How to scale up/down

Scale up

Scaling up is same as what you would do without WAL or statefulsets. Nothing to change here.

Scale down

Since Kubernetes doesn’t differentiate between rollout and scale down when sending a signal, the flushing of chunks is disabled by default. Hence the only thing to take care during scale down is flushing of chunks.

There are 2 ways to do it, with the latter being a fallback option.

First option Consider you have 4 ingesters ingester-0 ingester-1 ingester-2 ingester-3 and you want to scale down to 2 ingesters, the ingesters which will be shutdown according to statefulset rules are ingester-3 and then ingester-2.

Hence before actually scaling down in Kubernetes, port forward those ingesters and hit the /shutdown endpoint. This will flush the chunks and shut down the ingesters (while also removing itself from the ring).

After hitting the endpoint for ingester-2 ingester-3, scale down the ingesters to 2.

PS: Given you have to scale down 1 ingester at a time, you can pipeline the shutdown and scaledown process instead of hitting shutdown endpoint for all to-be-scaled-down ingesters at the same time.

Fallback option

There is a flusher target that can be used to flush the data in the WAL. It’s config can be found here. As flusher depends on the chunk store and the http API components, you need to also set all the config related to them similar to ingesters (see api,storage,chunk_store,limits,runtime_config and schema). Pro tip: Re-use the ingester config and set the target as flusher with additional flusher config, the irrelevant config will be ignored.
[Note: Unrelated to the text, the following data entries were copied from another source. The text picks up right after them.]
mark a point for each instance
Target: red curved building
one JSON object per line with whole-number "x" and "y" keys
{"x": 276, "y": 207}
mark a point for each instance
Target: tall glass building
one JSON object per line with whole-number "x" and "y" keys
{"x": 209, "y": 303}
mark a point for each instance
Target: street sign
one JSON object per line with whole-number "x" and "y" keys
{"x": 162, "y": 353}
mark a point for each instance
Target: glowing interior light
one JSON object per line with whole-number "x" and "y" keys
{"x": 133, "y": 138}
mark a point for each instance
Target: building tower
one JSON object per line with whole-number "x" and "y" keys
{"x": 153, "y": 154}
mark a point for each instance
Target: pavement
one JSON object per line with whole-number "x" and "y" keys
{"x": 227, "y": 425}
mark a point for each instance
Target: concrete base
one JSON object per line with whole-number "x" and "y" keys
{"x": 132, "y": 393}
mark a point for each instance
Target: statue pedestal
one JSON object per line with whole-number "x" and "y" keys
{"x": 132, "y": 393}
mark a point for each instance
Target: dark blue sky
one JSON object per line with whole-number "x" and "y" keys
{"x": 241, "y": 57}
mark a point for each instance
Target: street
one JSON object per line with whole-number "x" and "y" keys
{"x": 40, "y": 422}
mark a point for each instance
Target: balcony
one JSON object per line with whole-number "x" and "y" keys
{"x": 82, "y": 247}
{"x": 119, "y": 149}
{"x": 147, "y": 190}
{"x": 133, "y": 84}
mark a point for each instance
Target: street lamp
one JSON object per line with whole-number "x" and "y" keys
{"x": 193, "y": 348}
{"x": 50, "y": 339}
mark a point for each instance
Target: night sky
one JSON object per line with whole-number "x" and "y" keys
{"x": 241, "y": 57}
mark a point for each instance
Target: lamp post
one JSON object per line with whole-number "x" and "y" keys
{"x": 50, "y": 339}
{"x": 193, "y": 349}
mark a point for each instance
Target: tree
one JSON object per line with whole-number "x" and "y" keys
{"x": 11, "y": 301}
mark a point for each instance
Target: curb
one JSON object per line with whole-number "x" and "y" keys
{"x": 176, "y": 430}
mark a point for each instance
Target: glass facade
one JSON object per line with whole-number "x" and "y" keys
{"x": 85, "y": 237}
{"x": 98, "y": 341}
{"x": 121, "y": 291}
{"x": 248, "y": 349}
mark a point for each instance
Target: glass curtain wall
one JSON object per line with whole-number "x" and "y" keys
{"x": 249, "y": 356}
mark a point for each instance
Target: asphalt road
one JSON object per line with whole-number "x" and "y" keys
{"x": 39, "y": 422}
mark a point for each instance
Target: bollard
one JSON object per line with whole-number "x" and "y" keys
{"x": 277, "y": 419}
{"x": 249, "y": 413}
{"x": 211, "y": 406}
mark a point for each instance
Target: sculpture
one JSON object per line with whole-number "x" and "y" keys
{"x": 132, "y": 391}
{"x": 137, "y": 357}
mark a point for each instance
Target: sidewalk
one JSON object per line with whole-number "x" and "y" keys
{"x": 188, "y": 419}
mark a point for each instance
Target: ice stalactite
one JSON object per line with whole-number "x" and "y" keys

You can run it as a Kubernetes job which will:

  1. Attach to the volume of the scaled down ingester.
  2. Recover from the WAL.
  3. And flush all the chunks.

This job is to be run for all the PVCs linked to the ingesters that you missed hitting the shutdown endpoint as a first option.

Additional notes

  • If you have lots of ingestion with the WAL replay taking a longer time, you can try reducing the checkpoint duration (--ingester.checkpoint-duration) to 15m. This would require slightly higher disk bandwidth for writes (still less in absolute terms), but it will reduce the WAL replay time overall.

Non-Kubernetes or baremetal deployments

  • When the ingester restarts for any reason (upgrade, crash, etc), it should be able to attach to the same volume in order to recover back the WAL and tokens.
    • If it fails to attach to the same volume for any reason, use the flusher to flush that data.
  • 2 ingesters should not be working with the same volume/directory for the WAL. It will cause data corruptions.
  • Basing from above point, rollout should include bringing down an ingester completely and then starting the new ingester. Not the other way round, i.e. bringing another ingester live and taking the old one down.